Schechtman and colleagues (1989)34 showed that cardiac vagal modulation estimated through HRV analysis increases with age. Present results confirm previous observations showing differences in cardiac vagal component with age in healthy subjects, but more importantly, our results emphasize the loss of this physiologically relevant regulatory mechanism of cardiac function in infants with hypertonia. The loss of vagal component of HRV could be associated to baroreflex control impairment, which may negatively impact cardiac performance in children with hypertonia.35 Future investigations should address the specific mechanisms underlying the decrease vagal modulation in infants with spontaneous hypertonia and its relation, if any, with alterations in baroreflex function.

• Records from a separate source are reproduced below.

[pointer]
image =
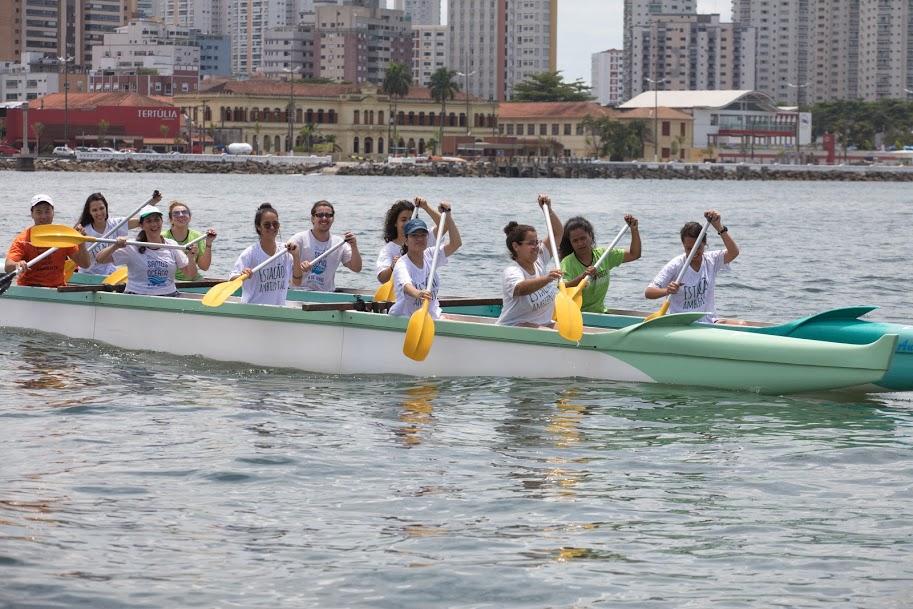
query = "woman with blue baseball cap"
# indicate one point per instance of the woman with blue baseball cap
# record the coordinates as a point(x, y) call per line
point(410, 273)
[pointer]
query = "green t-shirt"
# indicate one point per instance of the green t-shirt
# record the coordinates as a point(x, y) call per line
point(595, 290)
point(201, 249)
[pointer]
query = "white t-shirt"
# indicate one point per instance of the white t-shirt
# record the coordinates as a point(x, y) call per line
point(535, 308)
point(269, 285)
point(151, 272)
point(697, 287)
point(107, 268)
point(391, 250)
point(405, 272)
point(322, 277)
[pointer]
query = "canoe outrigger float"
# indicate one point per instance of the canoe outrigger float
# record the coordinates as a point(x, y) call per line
point(670, 350)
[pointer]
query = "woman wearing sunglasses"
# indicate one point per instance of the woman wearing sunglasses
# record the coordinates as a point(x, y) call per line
point(321, 277)
point(181, 233)
point(270, 284)
point(528, 286)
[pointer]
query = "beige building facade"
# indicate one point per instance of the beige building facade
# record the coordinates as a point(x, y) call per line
point(355, 119)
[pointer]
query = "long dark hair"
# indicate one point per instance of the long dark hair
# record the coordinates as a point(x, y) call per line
point(264, 207)
point(392, 214)
point(86, 218)
point(515, 234)
point(692, 229)
point(142, 234)
point(564, 248)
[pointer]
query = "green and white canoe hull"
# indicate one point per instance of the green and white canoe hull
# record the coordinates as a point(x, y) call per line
point(669, 350)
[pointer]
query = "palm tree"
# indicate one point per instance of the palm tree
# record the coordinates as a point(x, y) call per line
point(397, 81)
point(444, 87)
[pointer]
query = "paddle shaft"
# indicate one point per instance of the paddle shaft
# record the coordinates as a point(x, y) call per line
point(126, 219)
point(602, 258)
point(437, 250)
point(546, 209)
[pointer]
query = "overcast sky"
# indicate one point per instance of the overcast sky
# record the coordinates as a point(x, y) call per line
point(589, 26)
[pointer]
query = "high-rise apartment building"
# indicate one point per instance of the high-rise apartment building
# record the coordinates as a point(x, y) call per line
point(59, 27)
point(691, 52)
point(501, 43)
point(248, 22)
point(636, 14)
point(358, 41)
point(430, 51)
point(607, 76)
point(817, 50)
point(421, 12)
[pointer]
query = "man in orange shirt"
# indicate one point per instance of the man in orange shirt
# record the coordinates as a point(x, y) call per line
point(48, 272)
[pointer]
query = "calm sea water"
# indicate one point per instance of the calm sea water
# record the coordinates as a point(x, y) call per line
point(133, 479)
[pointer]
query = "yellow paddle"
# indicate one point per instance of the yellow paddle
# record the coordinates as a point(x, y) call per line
point(576, 292)
point(568, 318)
point(7, 278)
point(120, 274)
point(420, 331)
point(59, 235)
point(697, 243)
point(69, 266)
point(386, 292)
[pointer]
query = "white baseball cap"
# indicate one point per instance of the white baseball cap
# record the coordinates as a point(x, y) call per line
point(42, 198)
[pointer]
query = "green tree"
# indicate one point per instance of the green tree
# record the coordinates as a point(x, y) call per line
point(550, 86)
point(444, 87)
point(307, 133)
point(397, 81)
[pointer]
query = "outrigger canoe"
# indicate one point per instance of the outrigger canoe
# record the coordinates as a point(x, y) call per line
point(841, 325)
point(669, 350)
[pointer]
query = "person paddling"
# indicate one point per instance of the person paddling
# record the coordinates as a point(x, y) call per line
point(394, 237)
point(95, 222)
point(321, 277)
point(410, 274)
point(269, 285)
point(579, 255)
point(180, 232)
point(528, 288)
point(696, 291)
point(49, 270)
point(150, 270)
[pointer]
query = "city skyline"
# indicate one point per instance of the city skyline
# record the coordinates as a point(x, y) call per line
point(577, 40)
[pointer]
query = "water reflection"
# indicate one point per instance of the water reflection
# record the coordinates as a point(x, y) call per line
point(416, 415)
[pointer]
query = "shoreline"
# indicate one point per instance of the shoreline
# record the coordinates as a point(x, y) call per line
point(488, 169)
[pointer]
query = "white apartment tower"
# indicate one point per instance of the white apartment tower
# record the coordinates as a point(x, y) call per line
point(422, 12)
point(608, 76)
point(636, 14)
point(501, 43)
point(818, 50)
point(430, 51)
point(691, 53)
point(248, 22)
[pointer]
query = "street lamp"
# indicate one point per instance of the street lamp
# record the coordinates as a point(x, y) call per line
point(798, 93)
point(656, 82)
point(466, 75)
point(66, 105)
point(289, 141)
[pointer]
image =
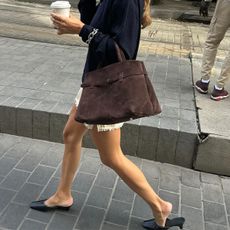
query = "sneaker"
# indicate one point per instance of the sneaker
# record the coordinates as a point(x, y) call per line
point(218, 95)
point(201, 87)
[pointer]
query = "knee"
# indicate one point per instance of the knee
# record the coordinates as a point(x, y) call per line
point(69, 136)
point(111, 162)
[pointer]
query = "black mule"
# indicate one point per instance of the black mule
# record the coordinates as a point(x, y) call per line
point(151, 224)
point(40, 206)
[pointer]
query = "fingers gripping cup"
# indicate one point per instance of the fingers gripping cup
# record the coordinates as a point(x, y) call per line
point(61, 7)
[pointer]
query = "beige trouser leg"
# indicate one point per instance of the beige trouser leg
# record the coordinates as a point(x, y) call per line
point(218, 27)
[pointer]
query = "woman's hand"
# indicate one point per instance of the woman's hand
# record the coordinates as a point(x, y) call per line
point(66, 25)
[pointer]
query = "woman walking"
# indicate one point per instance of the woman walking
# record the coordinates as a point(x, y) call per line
point(101, 26)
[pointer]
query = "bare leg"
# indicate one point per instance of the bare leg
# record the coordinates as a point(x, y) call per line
point(108, 144)
point(73, 134)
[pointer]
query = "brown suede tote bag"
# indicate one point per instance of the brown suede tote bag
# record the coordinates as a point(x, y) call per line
point(116, 93)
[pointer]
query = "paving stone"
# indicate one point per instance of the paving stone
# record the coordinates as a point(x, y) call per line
point(217, 217)
point(41, 175)
point(5, 197)
point(227, 202)
point(173, 198)
point(210, 178)
point(24, 124)
point(30, 224)
point(18, 150)
point(28, 193)
point(79, 202)
point(44, 217)
point(61, 221)
point(191, 197)
point(83, 182)
point(106, 177)
point(123, 192)
point(41, 127)
point(226, 185)
point(167, 146)
point(118, 213)
point(6, 165)
point(141, 209)
point(15, 180)
point(190, 178)
point(135, 223)
point(147, 147)
point(91, 218)
point(194, 218)
point(99, 197)
point(13, 216)
point(211, 226)
point(108, 226)
point(90, 165)
point(212, 193)
point(170, 183)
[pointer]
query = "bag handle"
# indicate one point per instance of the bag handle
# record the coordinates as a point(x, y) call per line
point(120, 54)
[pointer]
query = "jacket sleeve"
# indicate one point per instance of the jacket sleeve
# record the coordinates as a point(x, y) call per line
point(87, 10)
point(103, 44)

Regarding physical development and autonomic nervous system, it has been proposed that delayed growth negatively influences autonomic function.36 In the present study, we found a slight but significant difference in the infant current height. Also, we found a significant correlation between the current height and current weight with PNN50 and NN50 (mainly associated to parasympathetic control)10,11 in Control infants and that this correlation was lost in infants with hypertonia. Thus, our data support and extend findings of previous studies suggesting that alterations in growth may negatively influence cardiac autonomic balance. However, we cannot rule out the possibility that this phenomenon may occur in the opposite direction, that is that altered autonomic function negatively influences growth. This is a novel hypothesis that deserves future investigation.

Limitations

A limitation of the present study is that our experimental sample size (n = 15 per group) was limited. Even though we can confirm that differences between groups in HRV indicators that suggest the presence of parasympathetic withdrawal (our major relevant finding) are not false positives since the statistical power was between 0.56 and 0.70 (medium to large)37, we acknowledge that a greater multi-center study is needed to support the efficacy of any intervention intended to improve autonomic function in infants with hypertonia. Other limitation of our study was that we only performed short-term recordings. However, previous studies have validated the use of short-term recordings (5–10 min.) for non-linear and frequency domain of HRV analysis.11 In addition, respiration was not monitored during this study. To our knowledge, there are no studies showing altered resting breathing patterns in infants with hypertonia. Nevertheless, we observed a slight but not significant increase in the VLF component of the HRV in the hypertonia group compared to controls. This may be relevant since alterations in the VLF component of the HRV has been shown to be present in pathological conditions whereas oscillatory breathing patterns are present. Then, future studies are needed to address the changes, if any, in ventilatory rhythm/pattern in infants with spontaneous hypertonia and how it may influence HRV.

Conclusions

Hypertonia is commonly observed in multiple pathologies including amyotrophic lateral sclerosis, cerebral palsy, ischemic, or hemorrhagic vascular lesions, traumatic brain injury, or hypoxic encephalopathy.15 Our results show for the first time that children diagnosed with spontaneous hypertonia (without any other concurrent neurological disorder) display alterations in HRV mostly characterized by decrease HF component of HRV, suggesting decrease cardiac vagal modulation. Considering that autonomic imbalance is recognized as an independent risk factor for the development of cardiovascular disease, results of the present study showing alterations in HRV in infants with spontaneous hypertonia may be useful in the clinical setting to assess cardiovascular risk in this population. Future studies should focus on identifying the pathophysiological mechanisms underlaying the alterations in HRV associated with hypertonia.